Rogério Dec
Rogério Dec

Reputation: 841

Should I avoid repeated access to the same method within a loop?

I worry about the final performance of a program, at the same time, I do not want to penalize the programmer with excessive or unnecessary care in the code.

In the code below, for example, it will return the same value of getPosition method for 10000 times:

vector <int> arr;
for (int i=0; i<10000 ; i++)
    arr.push_back(i + window.getPosition().x)

In this specific case I know that window.getPosition().x will always return the same value.

To avoid a loss of performance, should I change the code to, for example:

vector <int> arr;
int x = window.getPosition().x;
for (int i=0; i<10000 ; i++)
    arr.push_back(i + x);

This always involves an additional programmer's concern.

Or is there some smart cache, where should I not worry about it?

Upvotes: 3

Views: 83

Answers (2)

Yakk - Adam Nevraumont
Yakk - Adam Nevraumont

Reputation: 275270

Maybe; this will depend on how visible the code you are calling is to the compiler (LTO or not? All visible, or separate object files?) If the compiler can prove it cannot change, the compiler will cache it for you. But seemingly innoculous things can prevent the compiler from knowing it cannot change.

The overhead here may be small, and simpler code is easier to maintain. Write the simpker, clearer, more obviously correct one. Then profile your code to find hot paths. Go over those hot paths and do that kind of optimization and reprofile to aee if it is worth it.

After decade+ of doing this, you'll get a feel for hot paths that is about 25% accurate, and you can self justify preemptively doing minor optimizations before profiling with dunning-krugar inflated confidence. Or, you know, profile.

Upvotes: 2

Thomas Cohn
Thomas Cohn

Reputation: 497

That is definitely a good idea. Even if the cost of calling the method is very small, storing a single int only costs you a few bytes and will almost definitely be quicker. You could also declare it as const to make its purpose extra clear.

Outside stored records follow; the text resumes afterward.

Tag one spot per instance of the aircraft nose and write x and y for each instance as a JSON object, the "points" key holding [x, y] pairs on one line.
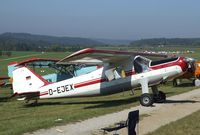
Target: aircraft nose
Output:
{"points": [[183, 64]]}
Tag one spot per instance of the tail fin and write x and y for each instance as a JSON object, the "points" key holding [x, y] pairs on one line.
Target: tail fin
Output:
{"points": [[25, 80], [11, 67]]}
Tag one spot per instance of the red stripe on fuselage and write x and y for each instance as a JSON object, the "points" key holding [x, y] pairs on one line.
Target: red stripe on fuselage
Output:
{"points": [[179, 62]]}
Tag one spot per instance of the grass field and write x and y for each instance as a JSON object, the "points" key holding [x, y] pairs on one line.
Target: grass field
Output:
{"points": [[16, 117], [185, 126]]}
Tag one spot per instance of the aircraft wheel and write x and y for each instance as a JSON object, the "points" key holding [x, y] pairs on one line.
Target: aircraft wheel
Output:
{"points": [[146, 99], [160, 97], [175, 84]]}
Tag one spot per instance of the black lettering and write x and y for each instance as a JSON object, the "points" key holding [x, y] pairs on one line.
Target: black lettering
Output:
{"points": [[71, 87], [63, 88], [66, 87], [58, 90], [50, 92]]}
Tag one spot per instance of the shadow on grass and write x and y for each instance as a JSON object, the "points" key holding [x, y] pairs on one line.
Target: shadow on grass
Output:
{"points": [[94, 104], [185, 85], [180, 101], [4, 99]]}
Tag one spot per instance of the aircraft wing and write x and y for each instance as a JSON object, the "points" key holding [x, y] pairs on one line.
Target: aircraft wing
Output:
{"points": [[90, 56], [38, 62]]}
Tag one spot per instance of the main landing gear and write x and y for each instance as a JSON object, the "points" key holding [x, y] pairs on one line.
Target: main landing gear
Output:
{"points": [[148, 99]]}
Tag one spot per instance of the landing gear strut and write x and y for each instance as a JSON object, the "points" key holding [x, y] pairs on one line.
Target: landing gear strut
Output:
{"points": [[159, 96], [146, 99]]}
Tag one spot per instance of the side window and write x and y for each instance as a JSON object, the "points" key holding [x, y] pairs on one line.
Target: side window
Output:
{"points": [[141, 64]]}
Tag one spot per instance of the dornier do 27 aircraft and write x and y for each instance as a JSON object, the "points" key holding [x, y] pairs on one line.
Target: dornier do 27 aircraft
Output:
{"points": [[93, 72]]}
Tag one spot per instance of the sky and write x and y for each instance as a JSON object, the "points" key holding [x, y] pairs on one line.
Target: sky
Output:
{"points": [[109, 19]]}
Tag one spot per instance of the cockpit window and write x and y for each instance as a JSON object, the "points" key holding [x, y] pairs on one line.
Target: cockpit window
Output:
{"points": [[141, 64], [153, 63]]}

Also, if efficiency is your concern, you should consider reserving memory for your vector. Right now, as you're pushing back elements into arr, you're going to have to reallocate several times. Since you're running through that loop 10000 times, it can be pretty inefficient to have to copy all that information around. Since you know you need space for 10000 elements, you should call arr.reserve(10000); before the loop.